Le parfait bouledogue selon le standard

Le Bouledogue Français est apparu au milieu du 19e siècle dans la région parisienne ; c’est d’ailleurs la seule race originaire de Paris.

Au 19e siècle, les bouchers parisiens étaient accompagnés de doguins, race de petit dogue disparue de nos jours. Les bouchers avaient traditionnellement pour compagnon le dogue, et cela depuis le Moyen Âge.

Le dogue évolua au cours des siècles, et certains individus perdirent de la taille, c’est ce dogue de petite taille que l’on appelait doguin, on pourrait voir en fait un doguin moderne dans le Boxer.

Afin de suivre la mode, ces bouchers achetèrent des Bulldogs anglais de petite taille. Précisons que cette importation de Bulldogs a commencé dès la fin du 18e siècle. Ces Bulldogs anglais étaient très différents du type actuel, beaucoup moins lourds, moins massifs, plus haut sur pattes, ils étaient plus proche du doguin que du Bulldog d’aujourd’hui.

Les combats de chiens étaient des divertissements très appréciés à l’époque, et dans les faubourgs parisiens beaucoup de bouchers, de cochers, de commerçants, d’ouvriers, et il faut bien le dire de mauvais garçons, possédaient un chien de combat. Ces Bulldogs n’étaient pas d’un caractère facile, comme nous le montre une lettre adressée à Benjamin Franklin, président des Etats-Unis, par l’abbé Morellet et datée du 30 octobre 1785.

« Le Bull-dog que votre petit-fils nous a amené d’Angleterre, est devenu insupportable et même méchant ; il a encore mordu l’abbé de Laroche, et nous fait entrevoir une férocité vraiment inquiétante. Nous n’avons pas encore déterminé sa maîtresse à l’envoyer au combat du taureau, ou à le faire noyer, mais nous y travaillons. »

Un peu plus tard, en 1841, Théophile Deyeux, s’adressant aux chasseurs au marais, écrit :

« Mais tout à coup une famille de sans-culottes, qu’on appelle des grenouilleurs, plongent leurs mannequins sous les joncs, pendant qu’un chien de boucher, préposé à leur conservation, menace la vôtre, après avoir croqué les reins de votre compagnon de chasse ; et vous apprenez par ces industriels qu’alors même que vous auriez été flanqué de quatre chiens, Turc, l’un des meilleurs élèves de la barrière du combat, les auraient dévorés. »

Cette anecdote est extraite des annales modernes des environs de Paris.

Pour les combats, on mettait aux chiens de larges colliers de cuir, garnis de poil de blaireau. Le collier protégeait la gorge du chien et les poils de blaireau piquaient les narines de l’adversaire.

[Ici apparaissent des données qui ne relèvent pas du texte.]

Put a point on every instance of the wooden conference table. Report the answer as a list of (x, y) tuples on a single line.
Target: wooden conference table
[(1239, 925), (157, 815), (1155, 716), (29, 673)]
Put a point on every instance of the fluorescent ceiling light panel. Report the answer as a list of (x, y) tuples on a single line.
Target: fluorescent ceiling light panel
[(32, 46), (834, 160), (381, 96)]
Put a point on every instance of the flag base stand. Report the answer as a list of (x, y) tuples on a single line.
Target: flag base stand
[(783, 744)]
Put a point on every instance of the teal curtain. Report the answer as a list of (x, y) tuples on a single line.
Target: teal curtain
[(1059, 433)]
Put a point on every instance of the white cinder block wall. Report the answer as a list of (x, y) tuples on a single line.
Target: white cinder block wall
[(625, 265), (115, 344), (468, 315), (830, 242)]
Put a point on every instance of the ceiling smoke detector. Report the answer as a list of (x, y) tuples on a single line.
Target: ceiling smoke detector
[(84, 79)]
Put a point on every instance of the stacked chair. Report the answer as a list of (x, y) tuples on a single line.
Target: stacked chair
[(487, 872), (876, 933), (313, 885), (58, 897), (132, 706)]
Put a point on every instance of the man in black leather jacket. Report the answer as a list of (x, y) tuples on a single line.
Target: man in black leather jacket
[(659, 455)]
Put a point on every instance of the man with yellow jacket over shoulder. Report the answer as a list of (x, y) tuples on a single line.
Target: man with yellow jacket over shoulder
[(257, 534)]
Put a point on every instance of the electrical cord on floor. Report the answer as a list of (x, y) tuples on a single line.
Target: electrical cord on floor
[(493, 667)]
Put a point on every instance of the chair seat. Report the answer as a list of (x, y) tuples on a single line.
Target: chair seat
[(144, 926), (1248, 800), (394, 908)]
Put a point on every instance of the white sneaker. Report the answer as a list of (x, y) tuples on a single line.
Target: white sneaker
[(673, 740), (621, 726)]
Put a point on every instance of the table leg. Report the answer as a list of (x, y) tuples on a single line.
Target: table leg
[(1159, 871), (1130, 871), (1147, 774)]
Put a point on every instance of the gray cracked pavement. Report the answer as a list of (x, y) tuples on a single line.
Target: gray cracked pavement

A la même époque, le chien ratier était très répandu dans les faubourgs parisiens. Il était surtout prisé des cochers qui s’en servaient pour débarrasser les écuries des rats. Ce ratier avait souvent les oreilles droites et la robe bringée. C’est en croisant ce ratier avec le Bulldog anglais pour avoir un chien de combat plus petit, que l’on obtint le Bouledogue français. On francisa le nom qui devint tout naturellement Bouledogue au lieu de Bulldog, comme on avait fait quatre siècles auparavant, avec dog qui devint dogue, mais les amateurs disent simplement Boule.

On accentua encore le caractère brachycéphale de l’animal, à l’aide du Lillois, petit chien du Nord de la France, aujourd’hui disparu et issu du Carlin. En 1856, Bonnardot écrivait à propos du Carlin :

« Je me souviens d’avoir vu dans mon enfance, entre 1812 et 1816, chez de vénérables dames antirévoluttionnaires, quelques roquets assez analogue au Carlin, par leur allure hargneuse et leurs jappements explosifs. C’était sans doute des individus abâtardis de la vraie race »

Le caractère ratier du Boule ne fait aucun doute, et il fréquenta assidûment les ratodromes parisiens dans les années 1870, 1880.

Pendant le siège de 1870, un Bouledogue était mis à contribution place de l’Hôtel de Ville, où se tenait un marché aux rats. Les rats sont installés dans une cage d’environ un mètre carré, lorsque vous avez choisi le rat que vous voulez acheter, le marchand vous confie une baguette et vous laisse le soin de diriger celui-ci vers un orifice donnant sur une autre cage contiguë. Dans cette cage se trouve un Bouledogue dont la fonction est de tuer d’un coup de gueule le rat concerné afin que vous puissiez emporter votre marchandise.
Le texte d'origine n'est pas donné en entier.